Right now I am trying to train/finetune a pretrained RoBERTa model with a multichoice head, but I am having difficulty finding the right input so my model is able to train/finetune.
The dataframe I have right now looks like this:
With the 3 options being tokenized sentences, using:
tokenizer = RobertaTokenizer.from_pretrained('roberta-base')
for i in range(0, len(train_data)):
train_data["OptionA"][i] = tokenizer.encode(train_data["OptionA"][i])
train_data["OptionB"][i] = tokenizer.encode(train_data["OptionB"][i])
train_data["OptionC"][i] = tokenizer.encode(train_data["OptionC"][i])
My evaluation set looks like this as well, with the test set having 6500 rows and the evaluation set having 1500 rows.
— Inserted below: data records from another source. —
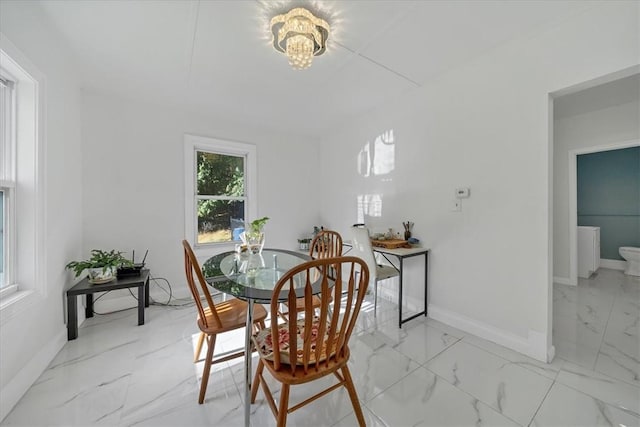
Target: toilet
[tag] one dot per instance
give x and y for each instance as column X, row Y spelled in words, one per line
column 632, row 255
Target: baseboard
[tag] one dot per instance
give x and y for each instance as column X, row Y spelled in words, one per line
column 562, row 281
column 18, row 386
column 613, row 264
column 535, row 345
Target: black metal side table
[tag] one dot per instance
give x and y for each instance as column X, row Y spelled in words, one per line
column 85, row 288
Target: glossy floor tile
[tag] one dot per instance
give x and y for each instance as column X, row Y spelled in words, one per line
column 425, row 374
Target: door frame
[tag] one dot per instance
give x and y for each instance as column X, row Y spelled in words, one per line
column 573, row 198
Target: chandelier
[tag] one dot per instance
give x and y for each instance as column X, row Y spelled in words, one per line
column 299, row 35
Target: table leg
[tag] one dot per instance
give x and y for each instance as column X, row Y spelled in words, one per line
column 88, row 311
column 400, row 294
column 72, row 317
column 247, row 363
column 146, row 293
column 426, row 275
column 141, row 304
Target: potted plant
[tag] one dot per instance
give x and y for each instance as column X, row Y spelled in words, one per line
column 101, row 266
column 253, row 238
column 304, row 243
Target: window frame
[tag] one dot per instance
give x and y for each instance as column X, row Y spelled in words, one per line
column 8, row 284
column 193, row 144
column 28, row 188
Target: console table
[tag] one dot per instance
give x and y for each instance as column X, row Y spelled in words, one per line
column 401, row 254
column 85, row 288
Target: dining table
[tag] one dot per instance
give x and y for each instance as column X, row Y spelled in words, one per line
column 252, row 277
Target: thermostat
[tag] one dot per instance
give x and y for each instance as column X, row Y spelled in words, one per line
column 463, row 193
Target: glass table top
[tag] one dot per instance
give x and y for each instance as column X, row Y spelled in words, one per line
column 252, row 276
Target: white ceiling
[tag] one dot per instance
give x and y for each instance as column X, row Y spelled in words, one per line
column 611, row 94
column 215, row 57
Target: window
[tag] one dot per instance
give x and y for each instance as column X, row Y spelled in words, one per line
column 22, row 167
column 220, row 186
column 7, row 182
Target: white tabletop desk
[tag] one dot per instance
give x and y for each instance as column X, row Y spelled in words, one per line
column 401, row 254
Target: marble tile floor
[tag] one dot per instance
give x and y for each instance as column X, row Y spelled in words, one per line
column 425, row 374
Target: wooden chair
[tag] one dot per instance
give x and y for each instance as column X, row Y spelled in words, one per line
column 326, row 244
column 362, row 248
column 214, row 319
column 317, row 343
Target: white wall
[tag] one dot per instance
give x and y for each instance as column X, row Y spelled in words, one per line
column 133, row 195
column 484, row 125
column 32, row 337
column 602, row 127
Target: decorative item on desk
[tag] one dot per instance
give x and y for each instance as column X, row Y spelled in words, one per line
column 304, row 243
column 133, row 270
column 407, row 229
column 101, row 266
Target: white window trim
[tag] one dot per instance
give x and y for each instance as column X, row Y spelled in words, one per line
column 195, row 143
column 31, row 267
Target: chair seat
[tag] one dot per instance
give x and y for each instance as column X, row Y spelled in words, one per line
column 232, row 314
column 385, row 272
column 315, row 301
column 298, row 376
column 262, row 340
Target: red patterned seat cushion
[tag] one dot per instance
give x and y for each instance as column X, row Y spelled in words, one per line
column 262, row 341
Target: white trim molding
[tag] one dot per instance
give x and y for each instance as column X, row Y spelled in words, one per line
column 30, row 185
column 27, row 376
column 562, row 281
column 534, row 345
column 613, row 264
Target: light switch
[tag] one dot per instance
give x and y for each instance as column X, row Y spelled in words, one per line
column 463, row 192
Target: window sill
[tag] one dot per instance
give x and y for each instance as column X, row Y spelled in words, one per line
column 14, row 304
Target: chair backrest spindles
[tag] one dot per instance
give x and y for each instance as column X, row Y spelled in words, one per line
column 336, row 325
column 191, row 267
column 326, row 244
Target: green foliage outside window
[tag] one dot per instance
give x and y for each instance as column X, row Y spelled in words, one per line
column 221, row 176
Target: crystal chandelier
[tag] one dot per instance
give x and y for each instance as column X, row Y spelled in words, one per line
column 300, row 35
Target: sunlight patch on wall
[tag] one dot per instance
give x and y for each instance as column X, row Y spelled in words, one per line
column 369, row 205
column 378, row 157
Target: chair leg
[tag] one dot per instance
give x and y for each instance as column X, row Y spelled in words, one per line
column 284, row 406
column 207, row 368
column 256, row 381
column 353, row 395
column 199, row 347
column 375, row 299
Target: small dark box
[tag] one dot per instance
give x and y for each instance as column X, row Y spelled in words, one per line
column 132, row 271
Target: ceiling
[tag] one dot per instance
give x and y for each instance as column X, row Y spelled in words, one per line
column 215, row 57
column 611, row 94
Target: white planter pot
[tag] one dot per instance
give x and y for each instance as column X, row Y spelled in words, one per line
column 101, row 275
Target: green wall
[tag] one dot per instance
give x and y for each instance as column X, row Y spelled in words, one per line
column 609, row 197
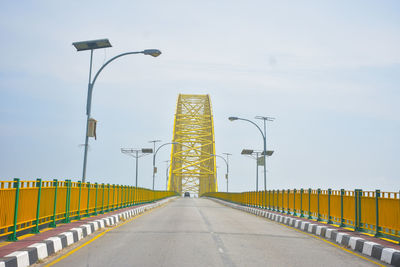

I am trying to implement this with:
from transformers import RobertaForMultipleChoice, Trainer, TrainingArguments
model = RobertaForMultipleChoice.from_pretrained('roberta-base')
training_args = TrainingArguments(
output_dir='./results', # output directory
num_train_epochs=1, # total # of training epochs
per_device_train_batch_size=32, # batch size per device during training
per_device_eval_batch_size=32, # batch size for evaluation
warmup_steps=500, # number of warmup steps for learning rate scheduler
weight_decay=0.01, # strength of weight decay
logging_dir='./logs', # directory for storing logs
)
trainer = Trainer(
model=model, # the instantiated Transformers model to be trained
args=training_args, # training arguments, defined above
train_dataset = train_split, # training dataset
eval_dataset = eval_split # evaluation dataset
)
trainer.train()
But I keep getting different keyerrors, an example:
KeyError: 2526
If anyone knows what I am doing wrong, I would be very grateful as I am stuck trying to train this model for the past 3 days.